Die Konsolidierung einer solchen Regierung unter der widerwärtigen Gestalt des Donald Trump ist das Endergebnis eines Vierteljahrhunderts wirtschaftlicher und politischer Degeneration, begleitet von ununterbrochenen Kriegen und Militärinterventionen, die den Niedergang der globalen Hegemonie des amerikanischen Kapitalismus ausgleichen sollten.
Vor Trump hielt UN-Generalsekretär Antonio Guterres eine Rede vor der Vollversammlung, die einen Gegenpol zu Trumps Vision einer Blütezeit des Nationalismus nach dem Vorbild Hitlers bildete. Die Welt, so Guterres, liege in Scherben.

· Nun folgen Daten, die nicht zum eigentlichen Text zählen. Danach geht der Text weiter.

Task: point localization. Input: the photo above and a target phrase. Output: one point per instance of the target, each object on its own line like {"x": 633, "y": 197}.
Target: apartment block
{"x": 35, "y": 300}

„Die Menschen sind verletzt und wütend“, warnte er. „Sie sehen, dass Unsicherheit und Ungleichheit zunehmen, dass Konflikte um sich greifen und das Klima sich ändert.“ Er fügte hinzu, die „weltweite Angst vor Atomwaffen ist größer als je seit dem Ende des Kalten Krieges“.
Indirekt kam diese unbestreitbare Realität auch in Trumps Rede zum Ausdruck, als er versuchte, die Krise in Venezuela für einen Angriff auf den Sozialismus auszunutzen. In Wirklichkeit hat das Finanzkapital in diesem Land heute mehr Einfluss als vor 30 Jahren.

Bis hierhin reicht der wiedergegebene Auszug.